Pero debemos afirmar que la intención de Jesús no era simplemente la de purificar el templo (de hecho, los cambistas y los vendedores de animales para los sacrificios eran necesarios), sino que su intención era la de SUPRIMIR EL TEMPLO SUSTITUYÉNDOLO POR EL "TEMPLO DE SU CUERPO". Para la teología de Juan, efectivamente, el templo es Jesús resucitado: "Templo no vi ninguno, porque es su templo el Señor Dios Todopoderoso y el Cordero" (cf. Ap 21. 22).
La postura de Jesús ante el templo y cuanto esta institución significaba es una de las causas más importantes -más próxima en los sinópticos, más remota según el evangelio de Juan- que provocan la muerte de Jesús. El propio evangelista lo insinúa al decir que los discípulos se acordaron del salmo 69. 10, cuyo versículo entero reza así: "el celo de tu casa me devora y las afrentas con que te afrentan caen sobre mí".
La reacción de los judíos es exigir a Jesús un "signo", es decir, una prueba divina que lo acredite.      El templo tenía el sentido de significar la presencia de Dios en medio del pueblo; ahora esta presencia de Dios se manifiesta de un modo mucho más pleno en Jesús. Los judíos lo matarán porque supone un peligro para su templo. Jesús les da el SIGNO DE SU MUERTE Y RESURRECCIÓN, QUE ES LA MÁXIMA MANIFESTACIÓN DE LA GLORIA DE DIOS, de su amor y de su entrega a los hombres. De hecho, la muerte de Jesús no va a significar la destrucción de la presencia de Dios entre los hombres a través de Él, sino la supresión de cualquier otro templo que no sea el cuerpo glorioso del Resucitado, santuario en el que habita la plenitud del Espíritu Santo.
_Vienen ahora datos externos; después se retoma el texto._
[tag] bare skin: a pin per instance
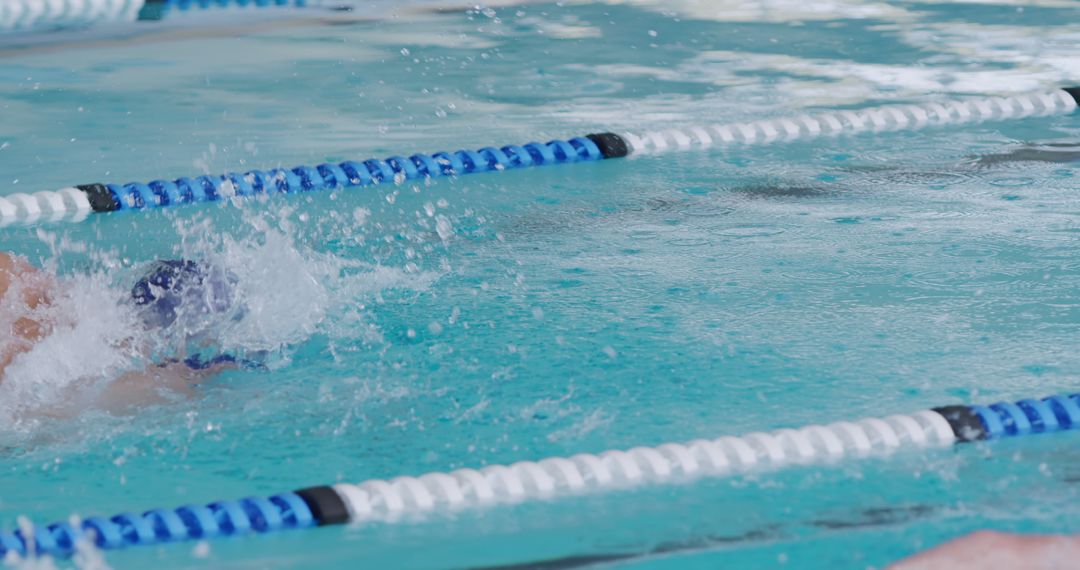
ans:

Los últimos versículos nos introducen al diálogo con Nicodemo  y nos presentan a este hombre como uno de los que creyeron en Jesús durante su estancia en Jerusalén. A causa de los signos, muchos se adhieren a Jesús o creen en su nombre. Pero Jesús no les corresponde dándoles su confianza, porque la fe en Él debe ser algo más profundo que la admiración producida por los signos.
Oración final:

Dios todopoderoso, que derramaste el Espíritu Santo sobre los apóstoles, reunidos en oración con María, la Madre de Jesús, concédenos, por intercesión de la Virgen, entregarnos fielmente a tu servicio y proclamar la gloria de tu nombre con testimonio de palabra y de vida. Por Jesucristo, nuestro Señor. Amén.